Lui ne fonda uno suo, autofinanziandosi e riempiendosi di debiti. Una redazione di giovani, compreso il figlio Claudio, sempre preoccupato per il padre ma deciso a stare con lui. Ragazzi gagliardi, i suoi “carusi”, che non si tirano indietro, che continueranno sulla sua strada anche dopo.
Dopo cosa? Dopo Cosa Nostra.
Come da copione gli mandano avvertimenti, tentano di comprarlo, lanciano in redazione una bomba carta, qualche altro segnale non manca.
Infine lo ammazzano, in macchina, una sera di gennaio 1984, davanti al teatro Stabile, dove andava a prendere la nipotina che recitava.
Due colpi di pistola, il finestrino in mille pezzi, lui scompare sul sedile. La scena apre il film e torna in chiusura.
Tragica, fulminea, devastante.
Quasi vent’anni dopo, nel 2003, la Corte di Cassazione condanna all’ergastolo Nitto Santapaola e Aldo Ercolano come mandanti dell’omicidio e infligge sette anni patteggiati al reo confesso Maurizio Avola.

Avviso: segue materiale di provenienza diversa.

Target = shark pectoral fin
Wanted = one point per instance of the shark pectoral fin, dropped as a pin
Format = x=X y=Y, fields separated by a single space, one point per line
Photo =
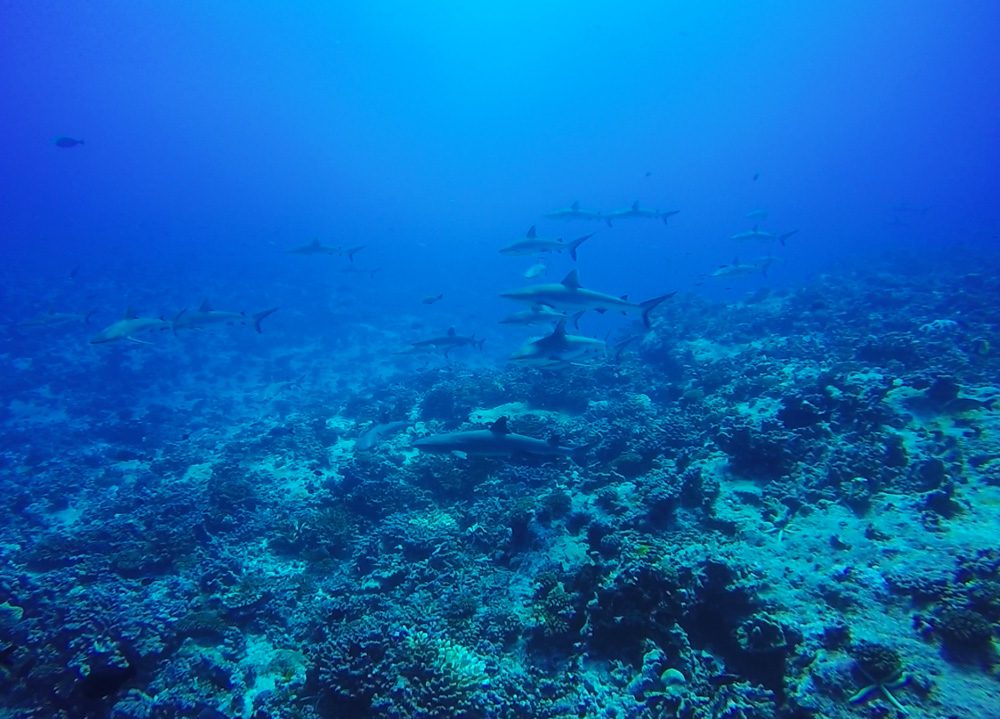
x=260 y=316
x=572 y=280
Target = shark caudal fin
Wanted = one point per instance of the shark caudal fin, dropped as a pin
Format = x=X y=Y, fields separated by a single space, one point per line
x=259 y=317
x=649 y=305
x=782 y=238
x=175 y=320
x=575 y=244
x=579 y=453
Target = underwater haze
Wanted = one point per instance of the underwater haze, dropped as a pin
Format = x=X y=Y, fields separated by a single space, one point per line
x=561 y=359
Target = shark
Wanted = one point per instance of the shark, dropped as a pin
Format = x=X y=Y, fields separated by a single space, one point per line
x=556 y=349
x=205 y=316
x=315 y=248
x=758 y=235
x=635 y=211
x=574 y=212
x=537 y=315
x=497 y=441
x=377 y=432
x=127 y=327
x=533 y=244
x=571 y=296
x=50 y=320
x=741 y=269
x=447 y=343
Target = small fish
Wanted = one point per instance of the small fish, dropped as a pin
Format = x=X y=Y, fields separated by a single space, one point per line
x=533 y=271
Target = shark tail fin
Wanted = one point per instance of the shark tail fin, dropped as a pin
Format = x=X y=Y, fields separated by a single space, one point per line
x=649 y=305
x=575 y=244
x=259 y=317
x=579 y=453
x=173 y=322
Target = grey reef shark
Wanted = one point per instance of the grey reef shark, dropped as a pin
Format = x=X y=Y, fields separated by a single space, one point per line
x=498 y=441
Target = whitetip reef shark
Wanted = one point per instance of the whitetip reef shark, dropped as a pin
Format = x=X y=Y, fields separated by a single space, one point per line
x=571 y=296
x=497 y=441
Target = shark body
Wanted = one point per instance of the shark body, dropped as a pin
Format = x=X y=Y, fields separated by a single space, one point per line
x=205 y=316
x=574 y=212
x=497 y=441
x=743 y=269
x=537 y=315
x=758 y=235
x=571 y=296
x=532 y=244
x=635 y=211
x=556 y=349
x=447 y=342
x=127 y=327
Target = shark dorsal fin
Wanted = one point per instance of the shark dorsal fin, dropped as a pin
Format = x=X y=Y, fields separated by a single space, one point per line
x=572 y=280
x=500 y=426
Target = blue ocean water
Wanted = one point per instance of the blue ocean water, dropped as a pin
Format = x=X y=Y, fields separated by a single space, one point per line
x=197 y=520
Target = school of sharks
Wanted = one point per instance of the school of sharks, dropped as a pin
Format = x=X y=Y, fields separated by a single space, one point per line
x=553 y=304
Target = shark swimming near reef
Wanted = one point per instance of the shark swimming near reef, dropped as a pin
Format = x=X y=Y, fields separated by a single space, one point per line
x=758 y=235
x=570 y=295
x=448 y=342
x=744 y=269
x=377 y=432
x=537 y=315
x=205 y=316
x=129 y=326
x=556 y=349
x=497 y=441
x=635 y=211
x=532 y=244
x=573 y=212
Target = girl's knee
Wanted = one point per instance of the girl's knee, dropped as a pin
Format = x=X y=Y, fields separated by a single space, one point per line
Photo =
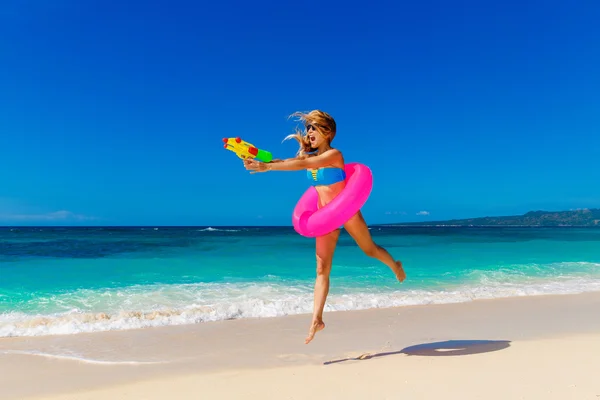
x=323 y=267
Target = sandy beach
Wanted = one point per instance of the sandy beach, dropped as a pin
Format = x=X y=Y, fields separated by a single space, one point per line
x=539 y=347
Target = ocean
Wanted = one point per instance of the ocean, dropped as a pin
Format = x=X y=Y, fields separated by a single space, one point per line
x=69 y=280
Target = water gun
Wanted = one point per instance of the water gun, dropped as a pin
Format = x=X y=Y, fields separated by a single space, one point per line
x=246 y=150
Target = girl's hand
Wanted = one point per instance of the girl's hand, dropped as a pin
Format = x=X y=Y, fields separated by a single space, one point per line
x=255 y=166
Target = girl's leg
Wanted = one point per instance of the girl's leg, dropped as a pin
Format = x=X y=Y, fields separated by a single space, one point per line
x=357 y=228
x=325 y=248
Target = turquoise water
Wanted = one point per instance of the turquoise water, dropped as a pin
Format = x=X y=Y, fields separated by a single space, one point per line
x=69 y=280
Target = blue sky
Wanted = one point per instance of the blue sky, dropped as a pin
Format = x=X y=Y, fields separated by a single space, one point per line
x=113 y=114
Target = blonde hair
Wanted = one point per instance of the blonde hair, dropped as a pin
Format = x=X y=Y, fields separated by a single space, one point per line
x=324 y=123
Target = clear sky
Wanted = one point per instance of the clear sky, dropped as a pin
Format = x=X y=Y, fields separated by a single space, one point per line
x=113 y=113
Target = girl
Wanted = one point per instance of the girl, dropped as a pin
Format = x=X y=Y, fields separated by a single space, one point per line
x=325 y=167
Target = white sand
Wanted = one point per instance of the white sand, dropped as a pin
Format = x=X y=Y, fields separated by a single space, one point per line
x=521 y=348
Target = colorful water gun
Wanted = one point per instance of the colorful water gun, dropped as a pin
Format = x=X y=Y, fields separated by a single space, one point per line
x=246 y=150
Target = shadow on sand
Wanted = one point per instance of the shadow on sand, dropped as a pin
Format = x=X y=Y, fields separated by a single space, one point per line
x=439 y=349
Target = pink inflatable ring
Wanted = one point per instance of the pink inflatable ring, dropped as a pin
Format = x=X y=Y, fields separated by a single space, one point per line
x=311 y=221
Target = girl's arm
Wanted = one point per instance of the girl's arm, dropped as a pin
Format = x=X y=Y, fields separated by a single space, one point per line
x=295 y=164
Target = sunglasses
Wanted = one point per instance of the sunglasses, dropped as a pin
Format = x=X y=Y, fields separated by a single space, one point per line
x=310 y=127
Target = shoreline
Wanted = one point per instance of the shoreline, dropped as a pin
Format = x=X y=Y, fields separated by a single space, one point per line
x=115 y=360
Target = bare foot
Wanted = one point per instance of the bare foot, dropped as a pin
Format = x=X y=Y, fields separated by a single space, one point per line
x=399 y=271
x=315 y=327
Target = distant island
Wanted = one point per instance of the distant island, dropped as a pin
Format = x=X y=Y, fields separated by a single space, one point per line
x=583 y=217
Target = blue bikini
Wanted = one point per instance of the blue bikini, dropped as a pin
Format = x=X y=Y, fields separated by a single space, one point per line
x=325 y=176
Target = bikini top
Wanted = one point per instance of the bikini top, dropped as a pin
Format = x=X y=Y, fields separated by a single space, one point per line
x=325 y=176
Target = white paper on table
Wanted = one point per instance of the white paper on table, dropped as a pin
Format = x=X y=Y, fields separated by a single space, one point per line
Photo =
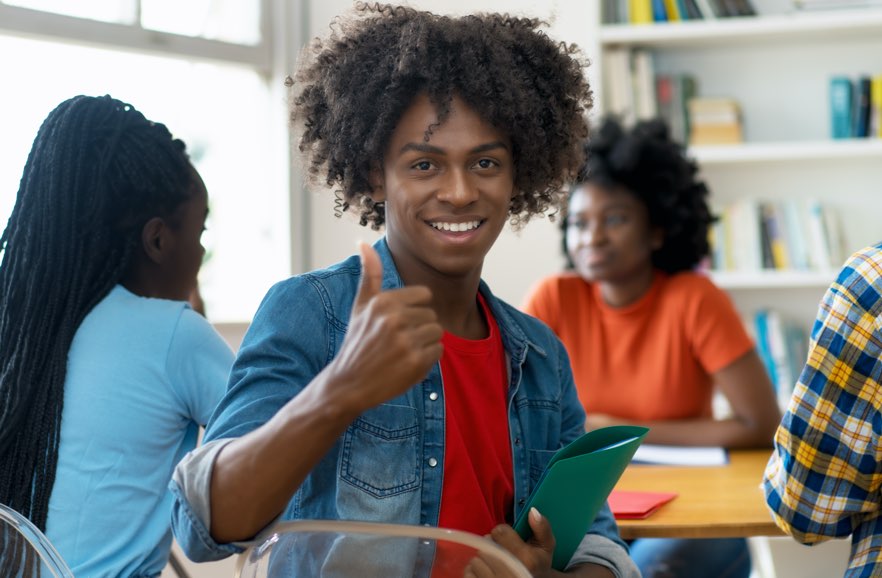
x=680 y=455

Vicari trae il meglio da Gifuni, protagonista; i “carusi”, la moglie, i figli, co-protagonisti, sono un team forte, motivato, calato nella forza di crederci, nonostante tutto, che distinse in quegli anni i veri attori della storia.
La città è piena di sole, anche d’inverno, di granite con panna e di una gioia di vivere che fa da scudo al malaffare sotterraneo che scava e corrode.
Il giornale, poi mensile, di Pippo, I Siciliani, si vende, la gente vuol sapere, la maggioranza è, sì, silenziosa, ma anche perché non trova una voce che parli per lei. Ora le cose possono cambiare, bisogna solo accettare il rischio e non cedere alla paura.
Pubblicità no, non ci sono imprenditori disposti a finanziare chi è contro i padroni, ma non importa, Pippo accetta, potrebbe tornare a Roma, vivere una vita agiata e tranquilla. Non lo fa. Il bisogno di raccontare la verità è il suo imperativo morale, il suo credo politico.
Giuseppe Fava e Giuseppe Impastato sei anni prima, Catania e Palermo unite in un abbraccio mortale. Capitali della mafia in una Sicilia pervasa ovunque dalla tristezza profonda di chi vive in un Paese stupendo e corrotto, che priva della libertà più elementare, quella di essere felice.
Prima che la notte è il titolo che Claudio Fava e Daniele Gambino hanno dato al libro scritto nel 2014 per ricordare il padre e, soprattutto, quei “carusi” che, in una notte, diventarono adulti.
“Questo libro non è un noir su un delitto di mafia e nemmeno il canto a lutto per la morte di un uomo. Di Giuseppe Fava, delle ragioni per cui la mafia volle colpirlo, dell'infinito e miserabile reticolo di silenzi, compiacenze e connivenze che protesse i suoi assassini, molto è stato scritto. Poco, invece, è stato scritto su quel gruppo di carusi che nello spazio di una notte si ritrovarono subito adulti, invecchiati, con lo sguardo ferito, l'innocenza smarrita. Quella morte mai abbastanza annunciata fu la fine della nostra giovinezza, senza più alibi, senza rinvii. Non avevamo avuto il tempo di essere preparati, ci sentivamo stolti e felici, spavaldi e immortali, eravamo Patroclo, Achille, Ettore, eravamo ancora tutte le vite che avremmo potuto vivere e poi, di colpo, ci scoprimmo orfani che dovevano crescere in fretta, soldati anche noi, reclute sbandate al primo scontro col nemico. Eravamo stati inconsapevoli: dunque, colpevoli. Questo libro - scritto a quattro mani racconta quei giorni, quei ragazzi e l'uomo che li tenne a battesimo nella vita. È un racconto che non vuole rivelare fatti, nomi o segreti, ma che ricostruisce il filo dei dettagli che si erano perduti, le risate di petto di Giuseppe Fava, le sue improbabili partite a pallone, la sua idea sfacciata e rigorosa di giornalismo, la nostra idea scapigliata di quel mestiere, fino all'irrompere della morte, ai pensieri e ai gesti che si fanno improvvisamente adulti, densi, necessari”.